When the COVID-19 pandemic spread across the globe, schools and workplaces were emptied as students and employees resorted to online learning and remote work. Safety and health were paramount, after all. However, more than a year later, more and more employees are being called back to report in person.
Hybrid work arrangements, though they come in different names, are not new to tech giants such as Microsoft and Google. In these companies, employees can spend at least half of their working time at home and the other at the office. On the other hand, some companies have even opted to go fully remote. Still, for most other companies, working from home (WFH) was only an idea that had been floating around for years. But the global health crisis prompted companies to transition to remote work as quickly as possible, with 70% of full-time employees working from home in the US.
Before we talk about the preparations for businesses planning to go hybrid, let’s clarify some work-related terms that have risen to fame in the pandemic.
Hybrid vs. Remote Work
Across many generations, working at the office has been the default arrangement for most industries. However, the pandemic has pushed companies to reconsider and reshape work policies. The end of “office-centric” policies has been predicted by a few experts. Remote work and hybrid work are proof that this “end” might truly be near.
Remote work, also known as the WFH setup, is not entirely new either. Since personal computers and the world wide web became more accessible, remote work has also increased. Working anytime and from anywhere are just two of the advantages enjoyed by remote workers. A team living in and working from different parts of the world is also possible under the remote work setting.
As the name implies, hybrid work refers to a combination of two different work arrangements: 1) the office setup and 2) the work-from-home setup. The number of days spent working at home and in the office vary depending on the industry and the company itself. Based on surveys, employees prefer to have longer hours at home while employers would like to have employees work in the office more often.
So, if office-centrism is no longer trendy, is there a benefit to keeping traditional and remote working arrangements?
Benefits of Hybrid Work
Some benefits of remote work have been discussed in the previous section. But in addition to those, employees have reported being more productive when working from home because they save time. For instance, they no longer have to commute to and from the office. However, they have also reported feeling less connected to their co-workers because of fewer chances for interaction. In other words, remote workers miss out on simple bonding experiences like having lunch together or chatting near the water cooler. Given the importance of social interaction and in-office connections, this is a disadvantage for remote work.
Enter hybrid work. The easiest way to explain the appeal of hybrid work would be to say it gives companies the best of both worlds. However, some preparations should be made.
Preparing Your Office for Hybrid Work
1. Follow CDC protocols.
The CDC has specific recommendations for ventilation, disinfection, and contact tracing as employees return to work. Proper ventilation is a must since COVID-19 spreads more quickly indoors. Office cleaning at least once a day is also vital because particles on frequently-touched surfaces, e.g., doorknobs, can cause infection. Meanwhile, coordination with the health department is necessary for effective contact tracing.
2. Include employees in planning.
Consider your employees’ preferences as well as their specific roles and circumstances. Begin by assessing the importance of an employee’s role. Do the employee’s tasks require extended periods of concentration? If so, then the employee will hugely benefit from working more hours at home. On the other hand, if the employee holds a position requiring constant communication with teammates, the employee and their team would be better off holding meetings.
However, each team member’s location should decide whether the meetings should be held in the office or through video conferencing. If they live nearby, then they can take advantage of office facilities for their meetings. Last but not least, ask employees how many days they are willing to report in-office and how many days they would rather work remotely.

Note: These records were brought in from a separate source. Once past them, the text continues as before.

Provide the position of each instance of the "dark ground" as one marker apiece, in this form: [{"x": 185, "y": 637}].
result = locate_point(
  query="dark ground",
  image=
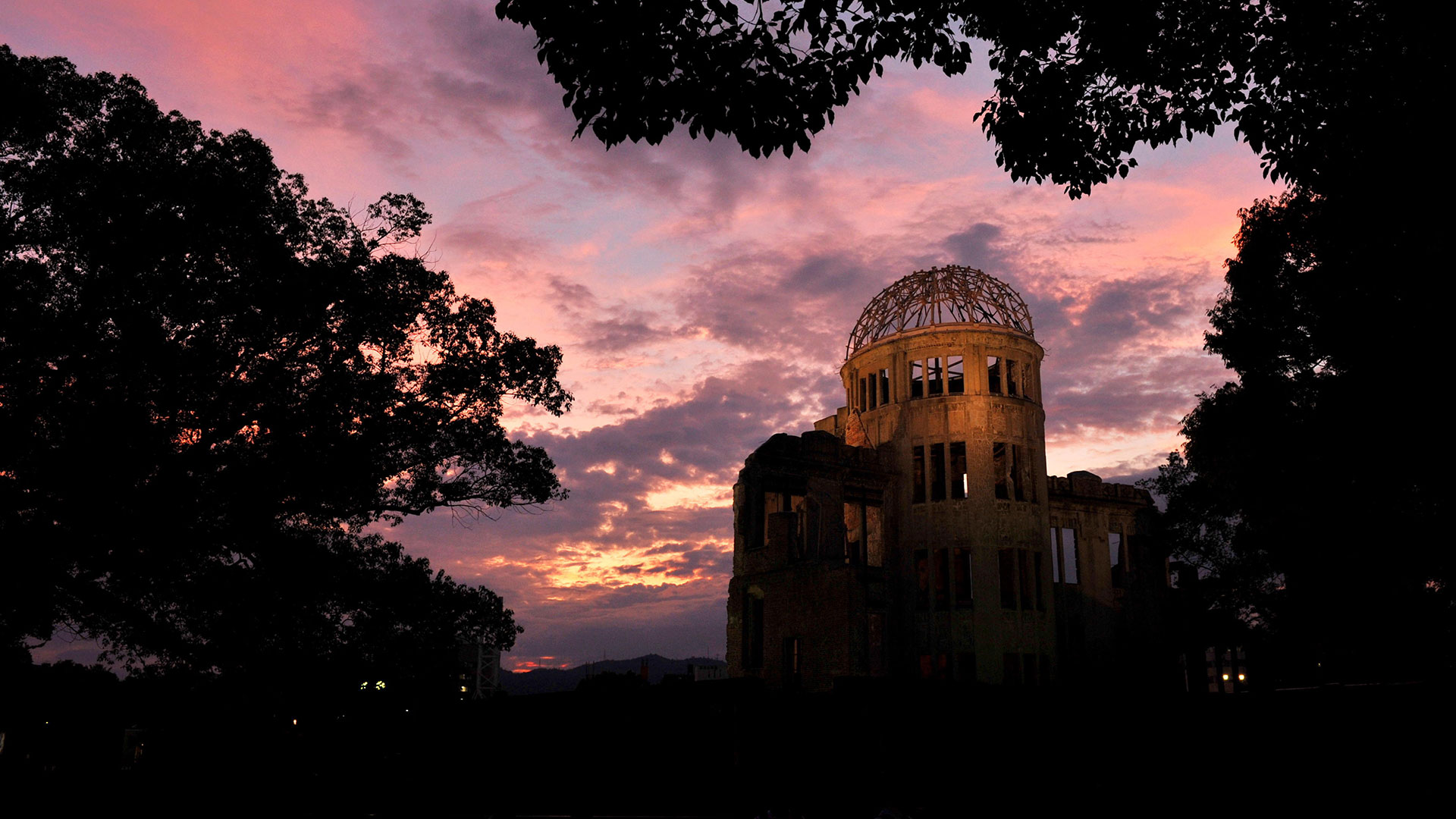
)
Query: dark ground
[{"x": 724, "y": 749}]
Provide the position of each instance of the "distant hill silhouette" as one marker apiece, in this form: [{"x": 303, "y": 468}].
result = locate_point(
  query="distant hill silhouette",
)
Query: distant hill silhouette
[{"x": 548, "y": 681}]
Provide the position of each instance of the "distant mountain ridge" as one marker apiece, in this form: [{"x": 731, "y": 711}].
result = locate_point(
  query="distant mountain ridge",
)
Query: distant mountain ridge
[{"x": 548, "y": 681}]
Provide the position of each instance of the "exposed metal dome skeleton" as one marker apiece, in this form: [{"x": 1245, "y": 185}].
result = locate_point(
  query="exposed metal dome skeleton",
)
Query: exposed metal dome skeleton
[{"x": 941, "y": 295}]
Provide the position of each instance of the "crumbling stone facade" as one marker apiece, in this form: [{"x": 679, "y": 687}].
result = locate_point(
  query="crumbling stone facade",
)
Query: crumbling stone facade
[{"x": 915, "y": 534}]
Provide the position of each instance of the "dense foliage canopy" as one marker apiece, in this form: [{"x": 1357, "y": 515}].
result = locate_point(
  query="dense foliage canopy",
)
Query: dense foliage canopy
[
  {"x": 1078, "y": 85},
  {"x": 1307, "y": 493},
  {"x": 210, "y": 382}
]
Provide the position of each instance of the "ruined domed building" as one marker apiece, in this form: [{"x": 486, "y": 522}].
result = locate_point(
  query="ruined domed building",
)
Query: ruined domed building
[{"x": 915, "y": 534}]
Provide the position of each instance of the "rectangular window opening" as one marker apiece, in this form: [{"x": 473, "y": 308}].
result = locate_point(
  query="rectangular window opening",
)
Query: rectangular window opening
[
  {"x": 1008, "y": 577},
  {"x": 1052, "y": 547},
  {"x": 874, "y": 537},
  {"x": 1069, "y": 554},
  {"x": 1018, "y": 474},
  {"x": 922, "y": 575},
  {"x": 999, "y": 469},
  {"x": 943, "y": 579},
  {"x": 1011, "y": 670},
  {"x": 963, "y": 579},
  {"x": 937, "y": 471},
  {"x": 919, "y": 475},
  {"x": 959, "y": 480},
  {"x": 854, "y": 532},
  {"x": 956, "y": 375},
  {"x": 1036, "y": 567},
  {"x": 1028, "y": 595}
]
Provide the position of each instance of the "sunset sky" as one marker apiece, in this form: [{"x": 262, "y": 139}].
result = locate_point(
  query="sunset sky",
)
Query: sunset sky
[{"x": 701, "y": 297}]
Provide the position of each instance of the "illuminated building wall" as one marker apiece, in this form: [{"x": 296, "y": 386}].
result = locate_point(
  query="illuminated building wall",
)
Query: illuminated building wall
[{"x": 916, "y": 534}]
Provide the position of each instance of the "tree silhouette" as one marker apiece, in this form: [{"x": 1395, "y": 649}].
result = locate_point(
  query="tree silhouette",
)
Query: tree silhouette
[
  {"x": 210, "y": 382},
  {"x": 1329, "y": 315},
  {"x": 1078, "y": 85},
  {"x": 1313, "y": 468}
]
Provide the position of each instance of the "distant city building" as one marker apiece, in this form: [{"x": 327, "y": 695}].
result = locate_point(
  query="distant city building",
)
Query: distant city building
[{"x": 915, "y": 534}]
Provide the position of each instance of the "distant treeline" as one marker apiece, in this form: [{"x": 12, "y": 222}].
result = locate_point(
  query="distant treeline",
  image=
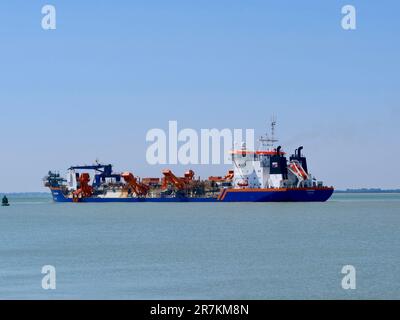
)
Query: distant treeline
[{"x": 370, "y": 190}]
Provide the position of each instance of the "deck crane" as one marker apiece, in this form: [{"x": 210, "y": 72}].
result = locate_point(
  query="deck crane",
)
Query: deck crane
[
  {"x": 136, "y": 186},
  {"x": 296, "y": 168},
  {"x": 85, "y": 190},
  {"x": 178, "y": 183}
]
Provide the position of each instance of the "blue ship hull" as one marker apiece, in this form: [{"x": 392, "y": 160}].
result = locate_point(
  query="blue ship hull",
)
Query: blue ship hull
[{"x": 226, "y": 195}]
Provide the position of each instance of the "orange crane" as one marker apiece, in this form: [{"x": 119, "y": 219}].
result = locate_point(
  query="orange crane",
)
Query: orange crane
[
  {"x": 136, "y": 186},
  {"x": 178, "y": 183},
  {"x": 298, "y": 170},
  {"x": 84, "y": 190}
]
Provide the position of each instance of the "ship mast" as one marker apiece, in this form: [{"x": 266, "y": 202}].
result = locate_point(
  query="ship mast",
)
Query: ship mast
[{"x": 268, "y": 141}]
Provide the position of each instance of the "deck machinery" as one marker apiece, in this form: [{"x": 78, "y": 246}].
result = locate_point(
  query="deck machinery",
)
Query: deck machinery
[{"x": 264, "y": 175}]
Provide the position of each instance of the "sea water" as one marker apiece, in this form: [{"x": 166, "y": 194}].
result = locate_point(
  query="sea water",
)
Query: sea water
[{"x": 201, "y": 251}]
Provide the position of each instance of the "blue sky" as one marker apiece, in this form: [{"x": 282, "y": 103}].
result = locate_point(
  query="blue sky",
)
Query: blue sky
[{"x": 112, "y": 70}]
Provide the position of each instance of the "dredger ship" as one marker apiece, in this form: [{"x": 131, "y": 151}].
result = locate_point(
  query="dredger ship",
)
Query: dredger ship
[{"x": 265, "y": 175}]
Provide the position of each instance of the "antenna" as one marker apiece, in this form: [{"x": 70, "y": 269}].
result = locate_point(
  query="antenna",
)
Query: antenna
[{"x": 269, "y": 140}]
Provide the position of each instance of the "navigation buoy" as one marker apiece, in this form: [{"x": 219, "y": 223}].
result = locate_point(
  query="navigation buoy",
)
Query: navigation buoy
[{"x": 4, "y": 202}]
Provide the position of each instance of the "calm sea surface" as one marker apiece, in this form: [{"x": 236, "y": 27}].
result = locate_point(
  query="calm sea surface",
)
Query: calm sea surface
[{"x": 202, "y": 251}]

3. Be prepared to experiment.
Besides employees’ wants and needs, their productivity and the company’s goals should also be factored in. Because of this, a company transitioning to hybrid work should prepare to fail and succeed at various points and in different aspects. In short, going hybrid is a trial-and-error kind of venture. Extend your patience and learn from both employees’ feedback and output.
Adapting hybrid work arrangements requires prioritizing safety, listening to employees, and learning from experience.